As Christians we put our faith in the loving God. The one who’s covenant was to give his son to redeem creation once and for all. A God who waits patiently for us to turn back when we wander off and forget to stay in touch. Nicodemus didn’t quite know about that God. He was familiar with the concrete God of acts and consequence. He couldn’t understand a God that could love him so completely that God would send the only son to save us and not condemn the world.
I used these lessons yesterday morning for the baptism of an infant, Malia Villanueva. I talked to those gathered about the concept of being born again. Yes, we are born through the Holy Spirit at our baptism, but it struck me that we are born again every time we make a major life change.

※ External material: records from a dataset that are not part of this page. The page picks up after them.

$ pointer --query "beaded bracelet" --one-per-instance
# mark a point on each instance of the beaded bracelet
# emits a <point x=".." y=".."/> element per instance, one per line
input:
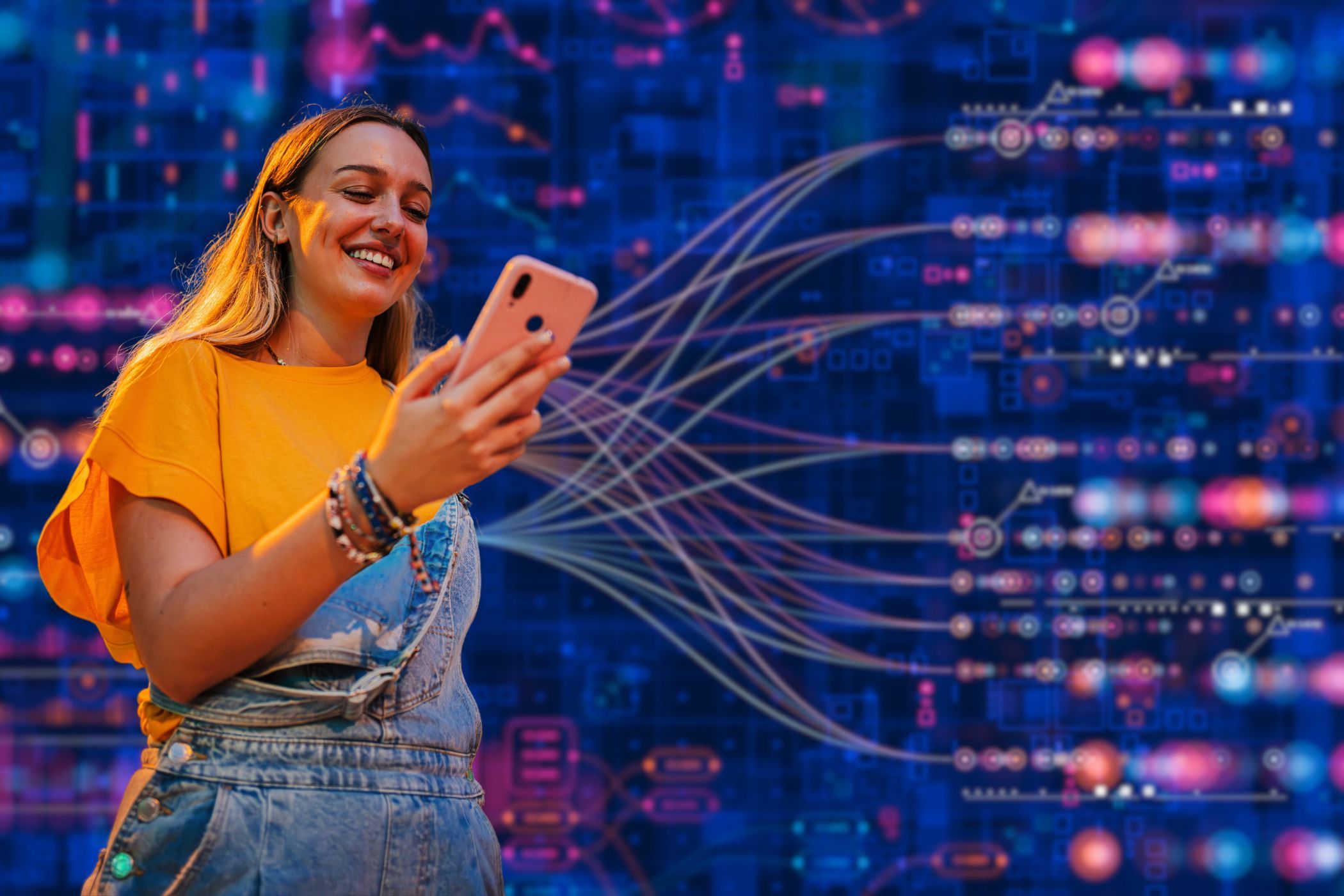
<point x="381" y="516"/>
<point x="377" y="519"/>
<point x="333" y="520"/>
<point x="399" y="523"/>
<point x="348" y="519"/>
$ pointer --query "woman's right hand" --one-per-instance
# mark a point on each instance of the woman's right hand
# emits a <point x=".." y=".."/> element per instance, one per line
<point x="435" y="445"/>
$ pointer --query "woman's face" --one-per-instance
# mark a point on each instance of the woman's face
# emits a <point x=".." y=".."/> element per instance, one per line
<point x="367" y="194"/>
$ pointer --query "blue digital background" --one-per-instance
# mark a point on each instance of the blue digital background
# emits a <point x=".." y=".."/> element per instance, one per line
<point x="1092" y="363"/>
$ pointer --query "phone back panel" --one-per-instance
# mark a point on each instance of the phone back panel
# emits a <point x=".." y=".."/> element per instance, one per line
<point x="553" y="300"/>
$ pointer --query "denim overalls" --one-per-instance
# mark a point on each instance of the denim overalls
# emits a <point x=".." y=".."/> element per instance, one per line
<point x="340" y="764"/>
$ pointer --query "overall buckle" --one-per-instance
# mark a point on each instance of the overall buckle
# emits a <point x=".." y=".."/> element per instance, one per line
<point x="366" y="688"/>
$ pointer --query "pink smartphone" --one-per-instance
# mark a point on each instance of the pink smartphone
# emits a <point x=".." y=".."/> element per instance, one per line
<point x="530" y="296"/>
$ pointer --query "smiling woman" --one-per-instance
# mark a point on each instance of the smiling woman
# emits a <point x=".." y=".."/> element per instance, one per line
<point x="308" y="724"/>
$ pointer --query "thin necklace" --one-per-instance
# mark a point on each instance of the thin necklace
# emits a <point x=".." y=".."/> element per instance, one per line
<point x="266" y="343"/>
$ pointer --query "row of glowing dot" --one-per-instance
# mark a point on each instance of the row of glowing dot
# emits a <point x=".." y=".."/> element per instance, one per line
<point x="1299" y="854"/>
<point x="1228" y="503"/>
<point x="1097" y="238"/>
<point x="1011" y="138"/>
<point x="1159" y="63"/>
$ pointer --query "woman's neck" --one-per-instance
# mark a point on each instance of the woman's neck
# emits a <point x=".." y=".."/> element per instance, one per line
<point x="307" y="340"/>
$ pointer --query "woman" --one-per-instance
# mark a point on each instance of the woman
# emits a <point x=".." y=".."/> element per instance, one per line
<point x="308" y="724"/>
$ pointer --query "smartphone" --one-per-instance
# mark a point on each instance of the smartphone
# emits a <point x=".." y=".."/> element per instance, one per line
<point x="530" y="296"/>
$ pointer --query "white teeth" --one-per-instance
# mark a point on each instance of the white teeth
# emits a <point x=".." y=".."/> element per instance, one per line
<point x="367" y="254"/>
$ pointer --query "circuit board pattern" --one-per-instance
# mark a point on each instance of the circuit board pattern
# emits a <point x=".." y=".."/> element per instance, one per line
<point x="948" y="493"/>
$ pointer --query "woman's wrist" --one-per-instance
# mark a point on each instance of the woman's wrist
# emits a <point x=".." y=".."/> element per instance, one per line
<point x="390" y="490"/>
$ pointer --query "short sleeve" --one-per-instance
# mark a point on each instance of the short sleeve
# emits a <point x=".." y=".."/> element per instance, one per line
<point x="159" y="438"/>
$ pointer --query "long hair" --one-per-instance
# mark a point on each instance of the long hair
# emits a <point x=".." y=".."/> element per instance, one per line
<point x="237" y="294"/>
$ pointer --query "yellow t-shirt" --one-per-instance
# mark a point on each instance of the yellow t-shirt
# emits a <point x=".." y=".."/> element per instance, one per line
<point x="239" y="444"/>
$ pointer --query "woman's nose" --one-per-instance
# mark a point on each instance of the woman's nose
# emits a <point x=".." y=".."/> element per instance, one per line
<point x="390" y="218"/>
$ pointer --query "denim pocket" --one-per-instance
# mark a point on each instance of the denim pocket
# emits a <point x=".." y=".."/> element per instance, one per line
<point x="167" y="847"/>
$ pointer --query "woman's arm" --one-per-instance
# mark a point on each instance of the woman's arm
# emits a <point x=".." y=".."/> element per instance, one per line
<point x="199" y="617"/>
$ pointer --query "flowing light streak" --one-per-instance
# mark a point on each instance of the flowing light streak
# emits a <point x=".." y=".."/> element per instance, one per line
<point x="641" y="477"/>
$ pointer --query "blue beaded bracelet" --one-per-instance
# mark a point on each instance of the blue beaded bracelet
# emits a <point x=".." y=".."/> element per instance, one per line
<point x="375" y="518"/>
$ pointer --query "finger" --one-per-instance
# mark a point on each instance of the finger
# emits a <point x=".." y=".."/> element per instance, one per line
<point x="432" y="369"/>
<point x="508" y="399"/>
<point x="503" y="440"/>
<point x="502" y="369"/>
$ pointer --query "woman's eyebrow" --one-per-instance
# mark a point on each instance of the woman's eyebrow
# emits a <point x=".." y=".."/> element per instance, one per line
<point x="378" y="172"/>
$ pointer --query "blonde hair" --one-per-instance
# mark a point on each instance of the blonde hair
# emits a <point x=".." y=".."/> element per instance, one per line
<point x="236" y="294"/>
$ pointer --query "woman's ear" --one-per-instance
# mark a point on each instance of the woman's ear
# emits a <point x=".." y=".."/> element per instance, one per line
<point x="272" y="215"/>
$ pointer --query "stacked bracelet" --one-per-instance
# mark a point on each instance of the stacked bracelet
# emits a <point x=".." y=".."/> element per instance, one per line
<point x="387" y="524"/>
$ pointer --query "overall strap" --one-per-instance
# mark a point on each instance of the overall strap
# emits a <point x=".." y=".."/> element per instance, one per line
<point x="351" y="703"/>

It’s a new life when we get our driver’s license and savor independence, which comes with increased responsibility. It’s a new life when we first leave home and have to support ourselves. It’s a new life when we get married or find our life partner. It’s a new life when we become a parent. It’s a new life when we become a grandparent. We are the same person and we are not the same. Growth should happen at each of these stages. We learn to be responsible for ourselves, for our relationships, for someone who depends on us. More maturity is required to successfully fulfill each of these roles. Knowing that we are loved unconditionally by God, assures us that we can learn from our mistakes without fear of never getting another chance. That’s how much God loves us.

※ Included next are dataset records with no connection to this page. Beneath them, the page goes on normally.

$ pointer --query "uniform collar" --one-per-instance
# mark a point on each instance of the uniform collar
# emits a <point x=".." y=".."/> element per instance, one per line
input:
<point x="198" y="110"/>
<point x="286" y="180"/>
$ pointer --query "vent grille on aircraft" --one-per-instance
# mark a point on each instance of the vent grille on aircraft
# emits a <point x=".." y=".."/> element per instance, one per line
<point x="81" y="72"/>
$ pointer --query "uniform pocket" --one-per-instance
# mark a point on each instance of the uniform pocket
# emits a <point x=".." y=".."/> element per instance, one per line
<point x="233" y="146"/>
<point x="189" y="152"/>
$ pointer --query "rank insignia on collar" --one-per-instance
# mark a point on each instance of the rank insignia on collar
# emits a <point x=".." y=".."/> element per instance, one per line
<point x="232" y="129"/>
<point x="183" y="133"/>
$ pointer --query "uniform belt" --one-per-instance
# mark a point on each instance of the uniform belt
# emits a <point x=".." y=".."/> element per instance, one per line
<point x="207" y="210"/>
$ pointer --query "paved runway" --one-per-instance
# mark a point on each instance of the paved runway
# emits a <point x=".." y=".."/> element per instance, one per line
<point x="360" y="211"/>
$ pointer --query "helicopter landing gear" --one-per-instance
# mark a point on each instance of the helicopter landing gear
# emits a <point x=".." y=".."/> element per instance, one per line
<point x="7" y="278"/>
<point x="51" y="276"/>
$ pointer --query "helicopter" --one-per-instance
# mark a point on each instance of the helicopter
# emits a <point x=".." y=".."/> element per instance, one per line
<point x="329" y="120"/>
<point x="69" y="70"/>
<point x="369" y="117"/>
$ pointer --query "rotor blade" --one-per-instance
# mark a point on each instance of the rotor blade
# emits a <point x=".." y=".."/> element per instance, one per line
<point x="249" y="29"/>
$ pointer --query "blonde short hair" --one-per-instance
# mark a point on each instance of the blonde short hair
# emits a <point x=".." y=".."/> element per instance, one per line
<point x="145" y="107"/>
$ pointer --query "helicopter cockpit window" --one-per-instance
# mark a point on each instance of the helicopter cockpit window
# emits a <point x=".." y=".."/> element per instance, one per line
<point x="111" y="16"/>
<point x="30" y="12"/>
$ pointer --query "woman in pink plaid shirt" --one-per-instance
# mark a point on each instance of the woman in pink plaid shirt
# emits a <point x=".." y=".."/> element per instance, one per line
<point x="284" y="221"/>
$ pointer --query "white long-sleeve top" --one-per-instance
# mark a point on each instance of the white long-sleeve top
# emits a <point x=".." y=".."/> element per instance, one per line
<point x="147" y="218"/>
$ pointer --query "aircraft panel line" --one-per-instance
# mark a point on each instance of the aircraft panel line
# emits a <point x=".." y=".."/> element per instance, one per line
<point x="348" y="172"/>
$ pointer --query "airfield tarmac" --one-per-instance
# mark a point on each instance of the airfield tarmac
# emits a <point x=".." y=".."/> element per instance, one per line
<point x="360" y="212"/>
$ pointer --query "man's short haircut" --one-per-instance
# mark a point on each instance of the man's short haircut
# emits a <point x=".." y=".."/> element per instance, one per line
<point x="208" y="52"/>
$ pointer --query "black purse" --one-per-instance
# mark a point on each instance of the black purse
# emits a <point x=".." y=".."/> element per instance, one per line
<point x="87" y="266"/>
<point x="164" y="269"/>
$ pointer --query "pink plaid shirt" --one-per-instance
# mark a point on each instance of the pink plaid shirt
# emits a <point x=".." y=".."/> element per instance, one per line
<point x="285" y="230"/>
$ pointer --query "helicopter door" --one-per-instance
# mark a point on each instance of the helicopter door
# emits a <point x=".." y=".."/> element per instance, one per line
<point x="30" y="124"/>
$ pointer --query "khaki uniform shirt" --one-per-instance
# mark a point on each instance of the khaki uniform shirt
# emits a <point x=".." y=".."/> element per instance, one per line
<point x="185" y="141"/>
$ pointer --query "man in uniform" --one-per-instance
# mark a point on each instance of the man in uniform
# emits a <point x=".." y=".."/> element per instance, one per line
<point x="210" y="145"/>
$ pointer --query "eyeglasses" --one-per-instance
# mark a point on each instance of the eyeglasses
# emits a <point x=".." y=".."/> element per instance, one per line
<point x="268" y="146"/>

So what does God ask of us? Simply, to do the work that helps to heal our hurting world. As a community which stage are we in – teen, just starting to support ourselves, ready to take care of each other, ready to expand the family? I think we’re getting close. We need individuals volunteering to participate in at least one ministry and we need to be involved in activities that are taking place (like the First Friday concerts) to build our own sense of community. Are we ready to go out and do that work?
Almost. It will happen because the Holy Spirit is active within this congregation. We have been born again, through our baptism in the spirit, and anointed as Christ’s own forever. We know that God promises good things to those who believe, who have faith. God was willing to give his son for the healing of the creation, so we who believe can receive eternal life. And the son willing gave his life so that we might receive that promise.
What are we willing to do? Can we continue to grow in this faith together until we are able to go out into the community and do God’s work? This week take time and consider these questions. We don’t have to make any decisions right away. We just have to try to be a little better each day. AMEN.